How to qualify for Balance Assist
Balance Assist is open to existing Bank of America checking customers, and the eligibility rules are specific:
- Checking account: You need an eligible Bank of America personal checking account that’s been open at least one year. That rises to 2.5 years if you don’t have a credit score. SafeBalance accounts don’t qualify.
- Account standing: Each of your checking accounts must hold a positive balance, and you need to make regular monthly deposits.
- Borrowing history: You can’t have an open Balance Assist loan, and you can’t have opened more than six in the past 12 months.
- Credit: Bank of America runs a credit check. There’s no published minimum score, and limited credit history is accepted.
Balance Assist doesn’t offer a co-signer or joint option. If you need a co-signer to strengthen your application, a personal loan with a co-signer from another lender is the better route.
How to apply for a Bank of America loan
You apply for Balance Assist online or through the Bank of America mobile app. The process is built to be quick, and approval decisions come fast.
Bank of America runs a credit check when you apply, and this is a hard inquiry. A hard inquiry can lower your credit score by a few points temporarily. That’s different from the soft-inquiry prequalification offered by many personal loan lenders, where checking your rate doesn’t touch your score.
Loan approval and funding from Bank of America
Once Bank of America approves your Balance Assist loan, the money can reach your checking account within minutes. You repay the amount borrowed plus the flat fee in four equal monthly payments.
A few terms shape how repayment works:
- Automatic payments: Free to set up and optional. You can arrange them during the application.
- Payment timing: When a payment date falls on a weekend or holiday, Bank of America draws it the previous business day.
- Overdraft setting: While your loan is open, the linked checking account switches to “Decline All” overdraft. That means returned loan payments don’t trigger overdraft fees.
The $15 fee is the only charge. There’s no interest, no late fee, and no prepayment penalty.
Is Bank of America legit?
Bank of America is a legitimate, FDIC-insured national bank, and the second-largest in the country. It holds an A+ rating from the Better Business Bureau and has been BBB accredited since 1949. Customer reviews are a different story, and the bank has a notable regulatory history worth knowing before you open an account.
| Source | Rating | Reviews |
|---|---|---|
| Better Business Bureau | A+ (accredited since 1949); 1.14 out of 5 customer rating | 1,168 |
| Trustpilot | 1.4 out of 5 (“Bad”); 88% one-star | 3,358 |
The low customer scores center on long hold times, account holds, and fraud-dispute handling. The bank also carries a recent regulatory record. In 2023, the Consumer Financial Protection Bureau and the Office of the Comptroller of the Currency ordered Bank of America to pay more than $100 million to harmed customers, plus $150 million in penalties. The findings: Charging repeat fees on declined transactions, withholding credit card rewards, and opening accounts without authorization
You can reach Bank of America by phone at 800-432-1000. It also offers a mobile app with the Erica virtual assistant, plus a nationwide branch network.

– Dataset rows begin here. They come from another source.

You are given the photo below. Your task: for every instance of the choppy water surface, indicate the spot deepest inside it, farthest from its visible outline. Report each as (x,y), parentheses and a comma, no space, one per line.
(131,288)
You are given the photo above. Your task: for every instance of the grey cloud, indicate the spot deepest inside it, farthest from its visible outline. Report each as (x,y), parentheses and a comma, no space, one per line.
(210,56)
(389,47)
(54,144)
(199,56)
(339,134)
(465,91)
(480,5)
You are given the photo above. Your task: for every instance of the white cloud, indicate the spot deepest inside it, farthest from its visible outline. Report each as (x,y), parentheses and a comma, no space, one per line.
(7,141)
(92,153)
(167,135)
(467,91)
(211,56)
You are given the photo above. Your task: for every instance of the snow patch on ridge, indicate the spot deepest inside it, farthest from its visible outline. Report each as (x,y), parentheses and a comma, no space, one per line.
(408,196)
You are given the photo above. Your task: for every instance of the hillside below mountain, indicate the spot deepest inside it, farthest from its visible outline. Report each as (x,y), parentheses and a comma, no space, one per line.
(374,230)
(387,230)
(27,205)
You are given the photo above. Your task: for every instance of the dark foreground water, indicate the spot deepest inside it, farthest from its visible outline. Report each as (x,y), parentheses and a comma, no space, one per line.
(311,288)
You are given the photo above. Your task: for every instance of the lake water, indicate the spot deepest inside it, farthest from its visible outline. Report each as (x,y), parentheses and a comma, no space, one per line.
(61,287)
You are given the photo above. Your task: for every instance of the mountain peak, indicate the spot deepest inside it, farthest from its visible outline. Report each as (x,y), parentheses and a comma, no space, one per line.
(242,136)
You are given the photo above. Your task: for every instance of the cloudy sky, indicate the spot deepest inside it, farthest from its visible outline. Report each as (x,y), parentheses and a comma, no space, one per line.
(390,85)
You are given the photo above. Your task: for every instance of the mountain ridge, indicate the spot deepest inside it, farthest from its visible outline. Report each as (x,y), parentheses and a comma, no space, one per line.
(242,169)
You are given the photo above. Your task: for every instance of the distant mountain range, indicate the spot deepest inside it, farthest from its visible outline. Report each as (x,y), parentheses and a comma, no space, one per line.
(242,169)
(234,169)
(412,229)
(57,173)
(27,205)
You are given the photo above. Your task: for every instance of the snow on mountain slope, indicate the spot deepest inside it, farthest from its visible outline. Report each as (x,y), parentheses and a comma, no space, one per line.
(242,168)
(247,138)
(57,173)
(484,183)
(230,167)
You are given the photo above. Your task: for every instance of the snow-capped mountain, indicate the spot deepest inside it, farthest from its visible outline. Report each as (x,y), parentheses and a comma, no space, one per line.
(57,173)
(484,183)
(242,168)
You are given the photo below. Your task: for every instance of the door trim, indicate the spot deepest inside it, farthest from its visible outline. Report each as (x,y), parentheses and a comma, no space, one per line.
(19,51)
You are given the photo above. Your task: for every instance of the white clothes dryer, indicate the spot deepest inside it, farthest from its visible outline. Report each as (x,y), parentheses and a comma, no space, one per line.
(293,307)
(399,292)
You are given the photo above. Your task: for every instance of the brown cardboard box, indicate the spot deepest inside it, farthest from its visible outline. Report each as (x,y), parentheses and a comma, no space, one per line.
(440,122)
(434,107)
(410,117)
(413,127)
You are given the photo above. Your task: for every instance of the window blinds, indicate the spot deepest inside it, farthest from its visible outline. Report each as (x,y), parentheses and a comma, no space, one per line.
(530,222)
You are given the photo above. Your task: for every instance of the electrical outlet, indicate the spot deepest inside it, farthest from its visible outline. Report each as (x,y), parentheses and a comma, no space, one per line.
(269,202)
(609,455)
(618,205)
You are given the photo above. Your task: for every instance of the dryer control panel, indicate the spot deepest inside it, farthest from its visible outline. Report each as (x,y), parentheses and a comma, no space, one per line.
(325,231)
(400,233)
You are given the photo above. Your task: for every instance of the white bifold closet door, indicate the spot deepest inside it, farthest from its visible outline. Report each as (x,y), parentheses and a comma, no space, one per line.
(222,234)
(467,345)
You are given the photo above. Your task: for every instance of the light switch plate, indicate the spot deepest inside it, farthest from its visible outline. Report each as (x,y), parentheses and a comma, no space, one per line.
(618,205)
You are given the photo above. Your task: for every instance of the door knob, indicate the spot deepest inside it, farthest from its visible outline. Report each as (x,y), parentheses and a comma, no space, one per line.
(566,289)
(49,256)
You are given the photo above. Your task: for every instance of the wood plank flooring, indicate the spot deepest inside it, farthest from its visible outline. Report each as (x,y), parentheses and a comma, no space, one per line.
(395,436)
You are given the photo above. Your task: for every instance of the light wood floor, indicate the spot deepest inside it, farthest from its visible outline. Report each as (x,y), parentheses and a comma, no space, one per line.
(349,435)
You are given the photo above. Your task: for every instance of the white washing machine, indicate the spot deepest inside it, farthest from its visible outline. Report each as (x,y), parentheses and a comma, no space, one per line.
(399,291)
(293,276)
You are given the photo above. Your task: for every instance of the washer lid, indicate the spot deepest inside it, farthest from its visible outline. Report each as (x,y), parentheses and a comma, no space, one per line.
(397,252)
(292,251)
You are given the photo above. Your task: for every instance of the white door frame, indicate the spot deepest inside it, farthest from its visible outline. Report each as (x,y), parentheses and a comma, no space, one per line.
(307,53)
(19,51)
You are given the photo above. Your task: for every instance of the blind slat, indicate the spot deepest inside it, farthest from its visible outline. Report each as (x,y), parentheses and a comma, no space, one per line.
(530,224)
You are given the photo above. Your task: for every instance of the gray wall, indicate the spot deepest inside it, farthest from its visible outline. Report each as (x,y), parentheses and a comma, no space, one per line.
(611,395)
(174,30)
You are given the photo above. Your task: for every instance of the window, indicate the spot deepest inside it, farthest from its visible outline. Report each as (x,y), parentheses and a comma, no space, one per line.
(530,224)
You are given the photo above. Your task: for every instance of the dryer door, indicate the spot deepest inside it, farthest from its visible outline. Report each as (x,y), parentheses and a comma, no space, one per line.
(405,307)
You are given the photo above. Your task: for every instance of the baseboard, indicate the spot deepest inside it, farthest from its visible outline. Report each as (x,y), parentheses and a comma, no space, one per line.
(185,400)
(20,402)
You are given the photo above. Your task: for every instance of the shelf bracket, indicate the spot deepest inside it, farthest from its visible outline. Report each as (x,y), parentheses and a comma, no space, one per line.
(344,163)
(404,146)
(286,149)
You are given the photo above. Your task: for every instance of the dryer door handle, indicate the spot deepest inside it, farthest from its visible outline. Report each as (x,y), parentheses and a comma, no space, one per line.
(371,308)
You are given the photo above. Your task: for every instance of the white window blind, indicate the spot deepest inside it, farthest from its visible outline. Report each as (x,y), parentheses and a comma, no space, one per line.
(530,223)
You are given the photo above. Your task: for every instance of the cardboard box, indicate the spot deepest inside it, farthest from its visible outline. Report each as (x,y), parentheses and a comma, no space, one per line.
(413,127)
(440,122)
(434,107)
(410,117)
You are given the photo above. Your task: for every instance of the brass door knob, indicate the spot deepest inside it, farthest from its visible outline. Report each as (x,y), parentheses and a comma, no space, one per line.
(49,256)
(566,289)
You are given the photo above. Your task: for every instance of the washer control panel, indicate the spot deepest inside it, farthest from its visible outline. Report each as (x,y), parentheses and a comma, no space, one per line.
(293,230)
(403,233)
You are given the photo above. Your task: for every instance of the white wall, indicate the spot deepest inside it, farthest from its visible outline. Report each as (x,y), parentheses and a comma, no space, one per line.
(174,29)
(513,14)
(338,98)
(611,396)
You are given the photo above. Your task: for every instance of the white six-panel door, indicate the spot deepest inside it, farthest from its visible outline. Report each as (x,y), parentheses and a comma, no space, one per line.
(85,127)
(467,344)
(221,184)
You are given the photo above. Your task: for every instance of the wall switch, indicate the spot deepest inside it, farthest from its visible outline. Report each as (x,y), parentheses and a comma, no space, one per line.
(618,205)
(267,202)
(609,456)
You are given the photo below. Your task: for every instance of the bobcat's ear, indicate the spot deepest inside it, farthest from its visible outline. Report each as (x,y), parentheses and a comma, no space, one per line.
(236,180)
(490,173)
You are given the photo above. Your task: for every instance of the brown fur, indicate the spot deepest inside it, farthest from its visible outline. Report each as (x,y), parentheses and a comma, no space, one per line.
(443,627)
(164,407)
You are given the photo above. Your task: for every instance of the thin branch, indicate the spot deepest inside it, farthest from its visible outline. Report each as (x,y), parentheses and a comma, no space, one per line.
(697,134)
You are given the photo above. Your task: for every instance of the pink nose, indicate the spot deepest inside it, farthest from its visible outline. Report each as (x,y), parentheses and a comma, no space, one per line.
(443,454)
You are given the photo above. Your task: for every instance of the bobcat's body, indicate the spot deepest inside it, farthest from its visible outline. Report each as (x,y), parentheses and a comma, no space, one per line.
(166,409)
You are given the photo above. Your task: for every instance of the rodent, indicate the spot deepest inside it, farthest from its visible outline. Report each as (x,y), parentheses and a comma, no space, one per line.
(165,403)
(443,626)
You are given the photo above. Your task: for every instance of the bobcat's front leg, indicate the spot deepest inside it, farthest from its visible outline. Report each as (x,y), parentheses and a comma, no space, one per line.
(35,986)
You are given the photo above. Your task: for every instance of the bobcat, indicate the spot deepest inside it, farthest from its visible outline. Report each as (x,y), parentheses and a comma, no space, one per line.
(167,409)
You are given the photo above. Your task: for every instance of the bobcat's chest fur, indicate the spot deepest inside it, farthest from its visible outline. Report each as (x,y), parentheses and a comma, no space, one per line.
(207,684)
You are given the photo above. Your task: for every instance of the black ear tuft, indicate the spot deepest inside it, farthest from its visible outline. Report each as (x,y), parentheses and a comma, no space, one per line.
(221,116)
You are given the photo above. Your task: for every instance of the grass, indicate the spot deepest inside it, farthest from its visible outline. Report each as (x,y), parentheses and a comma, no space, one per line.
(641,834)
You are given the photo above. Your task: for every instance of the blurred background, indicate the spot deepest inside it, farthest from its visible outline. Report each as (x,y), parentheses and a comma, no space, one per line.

When borrowing from Bank of America might make sense
Balance Assist fits a narrow set of needs well. It works best when the amount is small and the timeline is short.
- You’re an existing checking customer with a small cash gap. If you need $300 to $500 to cover an unexpected bill, the flat fee makes it a lower-cost alternative to a payday loan.
- You want to build credit with small, on-time payments. Balance Assist reports to all three bureaus, though a secured credit card could do the same over a longer runway.
- You have home equity and a larger need. BoA does offer home equity credit lines. A home equity line could cover what a personal loan would, often at a lower rate than a credit card. Preferred Rewards members may get a rate discount
For anything bigger than $500, a personal loan from another lender is likely the better tool. Compare rates, fees, and funding times across at least three lenders before you apply.